Metadata-Version: 2.1
Name: async_elastic_logger
Version: 0.4.5.1
Summary: A custom asynchronous logging library with Elasticsearch integration.
Home-page: https://github.com/nimamiri9248/async_elastic_logger
Author: Nima Miri
Author-email: nimamiri9248@gmail.com
License: MIT
Classifier: Intended Audience :: Developers
Classifier: License :: OSI Approved :: MIT License
Classifier: Programming Language :: Python :: 3.10
Classifier: Programming Language :: Python :: 3.11
Classifier: Programming Language :: Python :: 3.12
Classifier: Topic :: Software Development :: Libraries :: Python Modules
Classifier: Topic :: System :: Logging
Description-Content-Type: text/markdown
Requires-Dist: pydantic==2.9.2
Requires-Dist: pydantic-settings==2.6.1
Requires-Dist: elasticsearch[async]==8.16.0


# Async Logger

Async Logger is a custom Python logging library designed to log messages asynchronously to both the console and Elasticsearch. 
It is built on top of Python's `logging` module and integrates with Elasticsearch using the `AsyncElasticsearch` client. 
This allows for non-blocking, asynchronous logging in distributed environments.

## Features

- Asynchronous logging to Elasticsearch.
- Buffered log messages with periodic flushing to avoid performance hits.
- Customizable logging levels (DEBUG, INFO, WARNING, ERROR, CRITICAL).
- Integrated console logging.

## Installation

Install the package using pip:

```bash
pip install async_elastic_logger
```

## Usage

Here’s an example of how to use `AsyncLogger` in your Python application.

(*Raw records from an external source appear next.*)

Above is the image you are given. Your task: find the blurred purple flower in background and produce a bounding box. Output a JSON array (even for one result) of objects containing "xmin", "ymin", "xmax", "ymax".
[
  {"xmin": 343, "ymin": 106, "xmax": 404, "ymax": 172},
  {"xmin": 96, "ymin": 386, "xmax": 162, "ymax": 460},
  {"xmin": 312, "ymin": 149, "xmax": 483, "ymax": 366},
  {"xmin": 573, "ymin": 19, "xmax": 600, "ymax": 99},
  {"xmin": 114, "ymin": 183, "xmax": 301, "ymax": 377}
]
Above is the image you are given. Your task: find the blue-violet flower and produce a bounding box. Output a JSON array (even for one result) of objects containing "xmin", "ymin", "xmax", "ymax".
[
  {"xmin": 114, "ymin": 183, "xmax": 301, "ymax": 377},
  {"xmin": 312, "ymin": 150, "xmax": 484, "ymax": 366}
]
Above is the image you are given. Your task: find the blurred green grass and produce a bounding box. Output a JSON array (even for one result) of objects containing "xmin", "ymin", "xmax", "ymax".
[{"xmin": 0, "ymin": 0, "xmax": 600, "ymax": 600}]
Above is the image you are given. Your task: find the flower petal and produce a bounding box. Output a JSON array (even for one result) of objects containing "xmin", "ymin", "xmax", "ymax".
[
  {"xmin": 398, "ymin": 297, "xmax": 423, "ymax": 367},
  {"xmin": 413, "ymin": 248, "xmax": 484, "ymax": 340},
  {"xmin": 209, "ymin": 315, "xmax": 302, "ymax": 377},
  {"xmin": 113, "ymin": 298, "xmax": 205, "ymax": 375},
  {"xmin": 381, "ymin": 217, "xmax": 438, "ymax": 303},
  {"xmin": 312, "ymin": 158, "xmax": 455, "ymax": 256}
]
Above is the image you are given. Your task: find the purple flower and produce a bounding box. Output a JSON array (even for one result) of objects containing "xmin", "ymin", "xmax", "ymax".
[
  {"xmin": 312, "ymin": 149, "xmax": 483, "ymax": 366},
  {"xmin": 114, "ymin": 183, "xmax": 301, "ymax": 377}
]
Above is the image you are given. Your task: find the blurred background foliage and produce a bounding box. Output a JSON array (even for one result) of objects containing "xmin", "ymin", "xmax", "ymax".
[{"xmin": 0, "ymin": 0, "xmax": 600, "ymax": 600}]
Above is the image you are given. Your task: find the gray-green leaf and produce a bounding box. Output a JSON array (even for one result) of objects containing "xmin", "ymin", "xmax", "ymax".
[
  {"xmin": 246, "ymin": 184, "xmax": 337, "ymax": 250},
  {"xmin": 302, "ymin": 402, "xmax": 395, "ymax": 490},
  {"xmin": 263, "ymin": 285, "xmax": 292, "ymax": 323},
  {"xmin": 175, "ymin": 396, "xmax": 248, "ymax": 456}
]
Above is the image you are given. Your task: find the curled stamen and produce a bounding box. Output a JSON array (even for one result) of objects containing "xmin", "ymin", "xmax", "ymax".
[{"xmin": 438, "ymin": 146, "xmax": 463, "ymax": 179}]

### 1. Define your configuration class using `pydantic`

You'll need to use `pydantic` to define a settings class that contains your Elasticsearch configurations.

```python
from pydantic import BaseSettings

class ElasticLoggerConfig(BaseSettings):
    elastic_url: str
    elastic_username: str
    elastic_password: str
    elastic_log_level: str = "WARNING"
    elastic_log_index_name: str = "logs"
```

### 2. Use the `get_logger` function to get the singleton logger

Once you have the configuration, you can get the logger instance using the `get_logger` function. The logger is created as a singleton, so the same instance will be returned every time you call `get_logger`.

```python
from async_logger.logger import get_logger, ElasticLoggerConfig

# Define your Elasticsearch logger configurations
config = ElasticLoggerConfig(
    elastic_url="https://your-elasticsearch-url",
    elastic_username="your-username",
    elastic_password="your-password",
    elastic_log_level="INFO",  # or DEBUG, ERROR, etc.
    elastic_log_index_name="your-log-index"
)

# Get the singleton logger instance
logger = get_logger(config)

# Log messages
await logger.info("This is an info message")
await logger.error("This is an error message")
await logger.debug("This is a debug message")
```

### 3. Handling log levels

You can specify the logging level for Elasticsearch logs using the `elastic_log_level` field in your configuration. It accepts values like `DEBUG`, `INFO`, `WARNING`, `ERROR`, or `CRITICAL`.

For example:

```python
config = ElasticLoggerConfig(
    elastic_url="https://your-elasticsearch-url",
    elastic_username="your-username",
    elastic_password="your-password",
    elastic_log_level="DEBUG",  # Logs at DEBUG level
    elastic_log_index_name="your-log-index"
)
```

### 4. Configuration flexibility

You can easily switch the log level or Elasticsearch index by updating the configuration parameters. This allows you to fine-tune logging based on the environment or the level of detail you want in your logs.

### 5. Singleton behavior

Once the logger is instantiated with the configuration, subsequent calls to `get_logger` will return the same instance, ensuring that logging across your application is handled consistently.

## License

This project is licensed under the MIT License. See the [LICENSE](LICENSE) file for details.